Dereferencing NULL: Mac OS X Debugging Adventures

For the past few months, I've been spending some of my free time working on a cross-platform screensaver, one that runs under Windows and under Mac OS X. Getting the Windows version up and running was relatively easy. A Windows screensaver is just an exe with a special extension (.scr) and some code to handle a few special command line parameters. Having written Windows game code before helped there. Getting the Mac OS X version running was quite a bit trickier, due in part to my inexperience with OS X. I place some blame on OS X's screensaver engine though, which ended up being rather tricky to work with. It deals with screen savers in a very different manner than Windows' approach. OS X expects screensavers to be represented not as standalone applications, but as dynamically loadable modules, which can be loaded via one of a few different OS X-provided applications.

Every OS X screensaver module must adhere to a certain set of guidelines. Among them, they must be represented as an OS X bundle, they must provide a subclass of the OS-provided ScreenSaverView class, and they should play nice with other screensaver modules. Sounds ok, except I found the implementation of these guidelines to be a bit tricky. Why?

OS X screensavers are subject to control via an external main loop, which each screensaver hooks into (for initialization, shutdown, time-stepping, drawing, etc.) This design seems ok in some ways: having no main loop to create reduces the amount of code needed for each screensaver to implement. I could see ways in which this could be easier for the beginner. In my case, there have been times that I've wanted to debug and profile portions of my screensaver logic using a main loop of my own, and without having to deal with the OS X screensaver engine.
All OS X screensaver modules get loaded into the same address space. Furthermore, they get loaded in such a way that no two modules can share the same symbol names. If two modules implement a function with the same name, there's a good chance one or both of them will crash, even if only one of the two modules is actively displaying a screensaver. One solution to this is to name functions such that they don't clash, such as by appending a unique name to each function. Another solution, the one I chose to work with, is to load almost everything in a second dynamically loaded module, which gets loaded in such a way as not to cause naming clashes (via dlopen with RTLD_LOCAL.)
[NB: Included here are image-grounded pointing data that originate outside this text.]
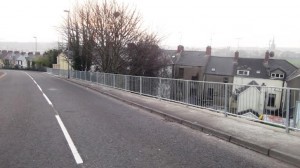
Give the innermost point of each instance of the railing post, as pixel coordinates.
(187, 92)
(114, 80)
(287, 114)
(90, 76)
(97, 77)
(125, 82)
(226, 99)
(141, 85)
(159, 89)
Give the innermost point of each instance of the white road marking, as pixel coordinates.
(3, 75)
(73, 148)
(69, 140)
(49, 102)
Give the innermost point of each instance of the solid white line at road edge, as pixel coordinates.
(73, 148)
(69, 140)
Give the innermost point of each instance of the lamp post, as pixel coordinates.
(35, 43)
(173, 66)
(67, 11)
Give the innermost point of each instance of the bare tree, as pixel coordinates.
(145, 58)
(100, 33)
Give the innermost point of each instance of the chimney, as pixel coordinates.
(236, 56)
(267, 56)
(272, 54)
(208, 50)
(180, 49)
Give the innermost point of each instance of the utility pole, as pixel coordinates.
(35, 43)
(68, 46)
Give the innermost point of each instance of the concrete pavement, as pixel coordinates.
(268, 140)
(106, 132)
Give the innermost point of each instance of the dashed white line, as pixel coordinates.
(69, 140)
(73, 148)
(49, 102)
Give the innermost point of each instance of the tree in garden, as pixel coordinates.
(101, 33)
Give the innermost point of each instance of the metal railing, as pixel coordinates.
(278, 106)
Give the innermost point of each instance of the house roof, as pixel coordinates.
(242, 89)
(257, 68)
(294, 75)
(220, 66)
(284, 65)
(192, 58)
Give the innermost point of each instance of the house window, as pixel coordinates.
(276, 75)
(243, 72)
(271, 100)
(181, 72)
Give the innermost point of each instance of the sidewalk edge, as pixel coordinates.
(276, 154)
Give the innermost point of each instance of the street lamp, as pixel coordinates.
(35, 43)
(173, 66)
(67, 11)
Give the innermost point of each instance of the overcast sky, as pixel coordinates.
(192, 23)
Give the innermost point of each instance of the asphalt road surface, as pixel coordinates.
(49, 122)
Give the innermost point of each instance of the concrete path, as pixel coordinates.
(268, 140)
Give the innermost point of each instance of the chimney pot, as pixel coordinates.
(180, 48)
(267, 56)
(208, 50)
(272, 54)
(236, 56)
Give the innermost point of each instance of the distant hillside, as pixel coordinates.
(27, 46)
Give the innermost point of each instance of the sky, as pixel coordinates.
(192, 23)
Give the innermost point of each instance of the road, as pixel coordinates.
(49, 122)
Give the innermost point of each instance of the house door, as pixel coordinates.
(210, 93)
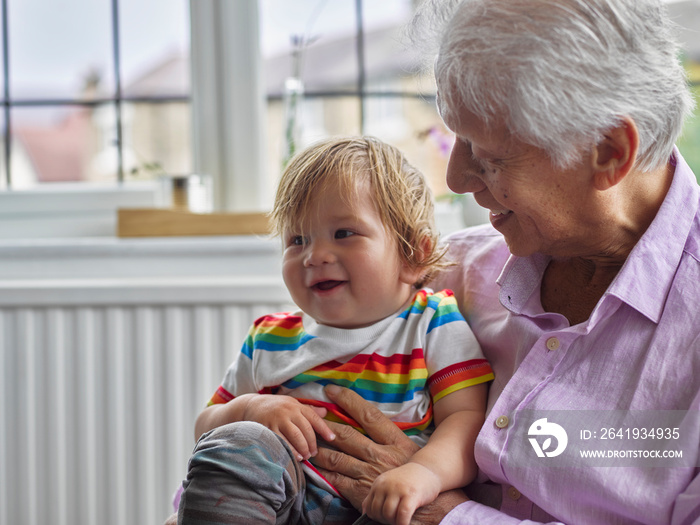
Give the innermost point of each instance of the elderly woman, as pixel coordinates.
(584, 291)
For the times when I want to debug or profile my app without OS X's screensaver engine getting involved, I can switch to Windows and use that version. I don't always want to switch to Windows though, so I created a small Mac app to help with debugging. It loads the platform-independent portions of the screensaver code and drives them via its own main loop, avoiding the OS X screensaver engine altogether. I recently ran into a problem with that approach though. I created the app, ran it, confirmed that it worked, then hit a case where I wanted to step into the screensaver code. When I tried to launch the app with a debugger attached, the app would immediately crash. It's main function would never get called, and I'd be stuck with a debugger command prompt and the following error message:


dyld: Library not loaded: @loader_path/../Frameworks/libBox2D.dylib
Referenced from: /Users/davidl/Documents/Code/Platformer/trunk/MacOS/build/Debug/Lugnut_Native.so
Reason: image not found
Program received signal: “SIGTRAP”.
Xcode: Introspection dylib not loaded because thread 1 has function: __dyld_dyld_fatal_error on stack

To note, Lugnut_Native.so is the current name of the shared library that contains most of my screensaver code, and libBox2D.dylib is another shared library that it depends on. "Platformer" is the original name of the project, which started out life as a 2d platformer, and eventually evolved into a screensaver having nothing to do with 2d platformers. Such is life.
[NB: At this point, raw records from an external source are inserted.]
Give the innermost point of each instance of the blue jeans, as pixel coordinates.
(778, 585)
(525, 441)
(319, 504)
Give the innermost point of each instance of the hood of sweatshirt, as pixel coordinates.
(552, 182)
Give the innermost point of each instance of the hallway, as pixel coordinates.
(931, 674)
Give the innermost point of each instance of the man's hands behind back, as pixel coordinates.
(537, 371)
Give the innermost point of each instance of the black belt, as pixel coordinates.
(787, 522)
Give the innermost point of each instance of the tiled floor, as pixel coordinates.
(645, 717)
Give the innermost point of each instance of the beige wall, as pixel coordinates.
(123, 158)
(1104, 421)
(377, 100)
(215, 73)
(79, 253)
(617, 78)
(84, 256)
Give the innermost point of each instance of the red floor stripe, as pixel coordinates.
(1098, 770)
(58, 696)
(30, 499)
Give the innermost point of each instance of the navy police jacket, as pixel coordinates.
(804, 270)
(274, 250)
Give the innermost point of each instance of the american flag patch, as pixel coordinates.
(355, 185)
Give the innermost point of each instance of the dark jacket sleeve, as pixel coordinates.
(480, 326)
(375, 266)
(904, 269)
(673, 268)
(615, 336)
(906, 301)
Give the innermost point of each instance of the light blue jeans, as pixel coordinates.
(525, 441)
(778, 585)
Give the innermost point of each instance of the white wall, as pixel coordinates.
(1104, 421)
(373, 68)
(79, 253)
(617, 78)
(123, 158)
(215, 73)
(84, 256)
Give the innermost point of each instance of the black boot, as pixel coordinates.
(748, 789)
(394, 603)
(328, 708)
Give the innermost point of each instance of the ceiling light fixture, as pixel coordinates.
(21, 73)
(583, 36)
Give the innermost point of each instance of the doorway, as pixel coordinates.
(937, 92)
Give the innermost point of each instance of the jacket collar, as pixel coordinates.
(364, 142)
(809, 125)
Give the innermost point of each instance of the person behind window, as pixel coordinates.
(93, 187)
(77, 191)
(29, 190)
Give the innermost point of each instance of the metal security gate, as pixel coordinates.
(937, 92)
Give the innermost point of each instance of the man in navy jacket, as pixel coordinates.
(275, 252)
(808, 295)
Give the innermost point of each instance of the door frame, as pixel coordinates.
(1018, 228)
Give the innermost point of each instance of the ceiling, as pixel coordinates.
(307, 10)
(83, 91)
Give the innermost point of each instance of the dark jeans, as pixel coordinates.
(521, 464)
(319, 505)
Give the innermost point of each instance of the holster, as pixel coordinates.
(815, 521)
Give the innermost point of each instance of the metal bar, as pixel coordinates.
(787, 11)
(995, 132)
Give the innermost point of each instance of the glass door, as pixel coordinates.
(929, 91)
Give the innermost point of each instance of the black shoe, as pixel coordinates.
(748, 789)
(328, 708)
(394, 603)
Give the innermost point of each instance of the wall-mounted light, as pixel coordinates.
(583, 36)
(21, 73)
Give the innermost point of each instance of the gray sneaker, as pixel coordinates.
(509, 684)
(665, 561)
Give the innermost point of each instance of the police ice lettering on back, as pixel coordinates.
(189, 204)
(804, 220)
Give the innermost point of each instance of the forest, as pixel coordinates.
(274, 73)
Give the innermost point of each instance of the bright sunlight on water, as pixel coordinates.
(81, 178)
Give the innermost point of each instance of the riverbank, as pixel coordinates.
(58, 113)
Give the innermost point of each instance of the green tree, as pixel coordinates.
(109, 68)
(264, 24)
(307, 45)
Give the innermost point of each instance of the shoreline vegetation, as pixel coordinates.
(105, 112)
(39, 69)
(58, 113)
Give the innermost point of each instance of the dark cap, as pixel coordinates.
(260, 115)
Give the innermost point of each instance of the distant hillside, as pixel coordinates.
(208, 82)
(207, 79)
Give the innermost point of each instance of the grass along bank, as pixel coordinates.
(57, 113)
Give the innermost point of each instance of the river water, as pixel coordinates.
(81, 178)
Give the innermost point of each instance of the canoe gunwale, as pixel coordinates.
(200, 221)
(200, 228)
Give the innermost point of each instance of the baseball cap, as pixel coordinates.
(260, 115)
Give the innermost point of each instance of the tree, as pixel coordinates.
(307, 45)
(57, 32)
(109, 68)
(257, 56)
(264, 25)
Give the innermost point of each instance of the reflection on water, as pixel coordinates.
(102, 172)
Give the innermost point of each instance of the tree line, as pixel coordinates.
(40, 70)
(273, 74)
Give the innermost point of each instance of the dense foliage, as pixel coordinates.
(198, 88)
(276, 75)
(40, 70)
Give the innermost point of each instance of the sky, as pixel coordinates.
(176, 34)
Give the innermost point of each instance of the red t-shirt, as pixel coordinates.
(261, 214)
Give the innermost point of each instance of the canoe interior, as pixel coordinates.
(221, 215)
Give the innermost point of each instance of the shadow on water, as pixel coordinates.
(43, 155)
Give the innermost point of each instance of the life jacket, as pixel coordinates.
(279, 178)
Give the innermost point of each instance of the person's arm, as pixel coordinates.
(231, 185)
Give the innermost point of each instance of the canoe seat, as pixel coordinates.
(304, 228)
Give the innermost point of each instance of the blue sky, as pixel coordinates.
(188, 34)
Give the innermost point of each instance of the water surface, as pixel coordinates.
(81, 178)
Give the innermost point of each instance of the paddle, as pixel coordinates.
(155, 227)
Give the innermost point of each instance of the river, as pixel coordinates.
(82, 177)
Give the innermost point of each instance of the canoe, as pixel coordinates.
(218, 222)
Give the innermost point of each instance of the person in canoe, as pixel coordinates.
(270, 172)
The error message listed above says that my screensaver library, Lugnut_Native.so, can't load one of its dependencies, libBox2D.dylib. It's looking for it, and it can't find it.

A bit of background info: "@loader_path" is a term that has special meaning to the Mac OS X dynamic linker. When one module tries to load another module, it can use the token, "@loader_path" to indicate that the module to be loaded is located relative to the location of the module doing the loading. In this case, the module Lugnut_Native.so was trying to load another module, libBox2D.dylib, and it was trying to load it from a location relative to itself. Both modules were supposed to be located on my hard disk in locations predictably relative to each other. This is where "@loader_path" came in. It says that Lugnut_Native.so should expect that it's dependent library, libBox2D.dylib, in located spot relative to itself. The OS X dynamic linker replaces "@loader_path", with the path of the directory that Lugnut_Native.so exists in.

The problem ended up being that the wrong copy of Lugnut_Native.so was being loaded. There were two copies of the file, both getting created in the app's XCode-driven build process. The first was created by the linker. This was the copy that was getting inadvertently loaded. The second copy, the one I wanted to load, was a copy of the first placed inside the app's bundle, a location where OS X was supposed to be able to find it. In some cases, OS X would find it. If I ran the app outside of XCode, everything was ok. When I ran it from within XCode with a debugger attached, it'd crash immediately. Why would it do this?

The latter copy was the one I wanted to load. It existed inside the app's bundle. The copy that was getting loaded wasn't. When the OS X dynamic linker tried to load the incorrect copy, it was unable to find libBox2D.dylib in the specified location!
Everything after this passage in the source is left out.